The names of such lines become more complicated – “blown-glass,” “alternated,” “solar,” “bubble,” “box,” “stem.” Over the course of the 1960s the situations become more relaxed: pants make an appearance, toes become wider, and heels lower and thicker; sometimes a spectacular piece of costume jewelry accompanied by a bejeweled sandal is the real star of the outfit.
Fendi Cappotto doppio petto in visone con lavorazione chevron in tre colori alternati per la parte superiore e bianco assoluto a fasce orizzontali per quella inferiore unita da una zip, autunno/inverno 1960-61 Double-breasted mink coat, with chevron patterns in three alternating colors on the top and full white horizontal bands on the lower section, connected by a zipper, autumn/winter 1960-61 Courtesy Archivio Storico Fendi
The Manichean chromatic rhythm that alternates black and white is the design principle underlying some of the outfits on display, which represent the most successful expressions of Italian high fashion between the 1950s and 1960s, intended not as a place celebrating elite atmospheres, but as an outstanding creative workshop, the space in which to cast light on the poetics of the Italian creators.
Essential and graphic…
Hence, the colors black and white become the X-ray through which to read the qualities of those outfits that more than others experiment with new formal solutions, unexpected lengths, unprecedented combinations of materials.
Some of the most emblematic cases are those of Roberto Capucci, Germana Marucelli, Mila Schön. Creators, who use the design of the outfit as a space in which to reflect upon the languages of contemporary art, and who cultivate a dialogue with artists and are thus transformed into visionary interpreters of the forms of their day and age.
The sartorial interpretation of the uniqueness that is proper to great events, the high fashion outfit is the instrument that marks the rhythm of the wearer’s steps on the red carpet, that breathes life into the foyers of the greatest theaters on opening night, and the rooms of aristocratic palazzi where fancy balls are held.

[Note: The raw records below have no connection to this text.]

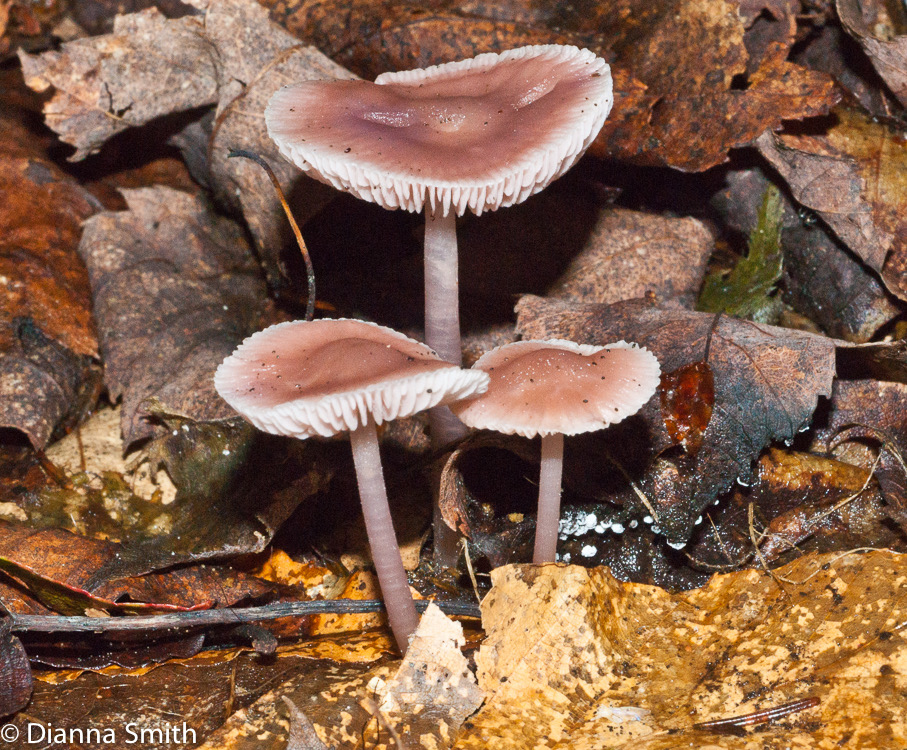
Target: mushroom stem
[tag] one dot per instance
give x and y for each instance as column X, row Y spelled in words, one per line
column 549, row 510
column 401, row 611
column 442, row 333
column 442, row 286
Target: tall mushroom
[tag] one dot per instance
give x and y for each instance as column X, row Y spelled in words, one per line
column 307, row 378
column 556, row 388
column 475, row 134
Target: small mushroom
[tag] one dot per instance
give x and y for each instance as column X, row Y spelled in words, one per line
column 308, row 378
column 475, row 134
column 556, row 388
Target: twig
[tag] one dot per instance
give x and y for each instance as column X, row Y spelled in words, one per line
column 310, row 270
column 758, row 717
column 212, row 617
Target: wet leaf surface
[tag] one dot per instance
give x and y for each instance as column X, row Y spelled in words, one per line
column 767, row 383
column 176, row 289
column 47, row 336
column 851, row 174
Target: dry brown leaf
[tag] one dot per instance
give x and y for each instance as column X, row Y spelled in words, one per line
column 664, row 112
column 575, row 659
column 822, row 278
column 47, row 335
column 852, row 175
column 176, row 289
column 148, row 67
column 767, row 384
column 434, row 690
column 880, row 32
column 630, row 253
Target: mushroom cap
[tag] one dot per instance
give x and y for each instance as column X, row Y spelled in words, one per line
column 321, row 377
column 550, row 387
column 479, row 133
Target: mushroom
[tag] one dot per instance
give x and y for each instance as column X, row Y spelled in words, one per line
column 556, row 388
column 479, row 134
column 308, row 378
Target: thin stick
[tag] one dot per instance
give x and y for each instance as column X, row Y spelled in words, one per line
column 310, row 270
column 758, row 717
column 179, row 621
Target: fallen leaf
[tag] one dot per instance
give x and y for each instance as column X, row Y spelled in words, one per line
column 630, row 253
column 47, row 336
column 852, row 175
column 15, row 673
column 872, row 24
column 748, row 290
column 162, row 66
column 661, row 113
column 176, row 289
column 767, row 383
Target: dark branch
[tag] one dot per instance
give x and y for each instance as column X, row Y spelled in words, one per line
column 182, row 621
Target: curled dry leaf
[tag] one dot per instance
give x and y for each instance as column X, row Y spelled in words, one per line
column 852, row 175
column 875, row 26
column 176, row 289
column 630, row 253
column 148, row 67
column 47, row 335
column 15, row 672
column 434, row 690
column 822, row 278
column 767, row 381
column 572, row 656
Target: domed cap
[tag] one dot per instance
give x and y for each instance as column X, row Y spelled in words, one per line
column 479, row 133
column 321, row 377
column 550, row 387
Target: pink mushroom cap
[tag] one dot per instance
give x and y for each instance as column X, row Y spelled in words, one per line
column 322, row 377
column 560, row 387
column 479, row 133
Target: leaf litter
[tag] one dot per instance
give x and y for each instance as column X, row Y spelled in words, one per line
column 695, row 484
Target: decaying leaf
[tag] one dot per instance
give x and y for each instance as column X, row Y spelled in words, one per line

If between the 1940s and the 1950s the exaggerated volumes in clothing are the surface on which articulate precious embroideries, virtuosities of fine craftsmanship are brought to life, in the 1960s they are transformed into sophisticated architectures of the imagination, aimed at the realization of an impossible construction, a deliberately and obsessively unique and unrepeatable one.
Ingrid Bergman indossa Gattinoni in EUROPA 51 // Gina Lollobrigida indossa gioelli Bulgari, Come September (1961) Directed by Robert Mulligan ©Universal Pictures // Anita Ekberg indossa gioelli Bulgari alla conferenza stampa del film BOCCACCIO 70, 1961
The atelier of Sorelle Fontana provides the scenario for Luciano Emmer’s movie Three Girls from Rome (1952), and also designed by Sorelle Fontana are the outfits that parade by in the Turinese atelier portrayed by Michelangelo Antonioni in The Girlfriends (1955). Nor can we overlook the names of Fernanda Gattinoni, Emilio Schuberth, and later Valentino, Fabiani, Tiziani: these are some of the names that are linked to the glamour of the actresses that represent la dolce vita.
Cinecittà and Hollywood on the Tiber: it’s not just a question of costumes…
Italian and international actresses become loyal clients of the great Roman ateliers, and these couturiers become the privileged referents for the personal wardrobes of such icons as Ingrid Bergman, Ava Gardner, Gina Lollobrigida, Sophia Loren, Audrey Hepburn, Anna Magnani, Silvana Mangano, Kim Novak, Elizabeth Taylor.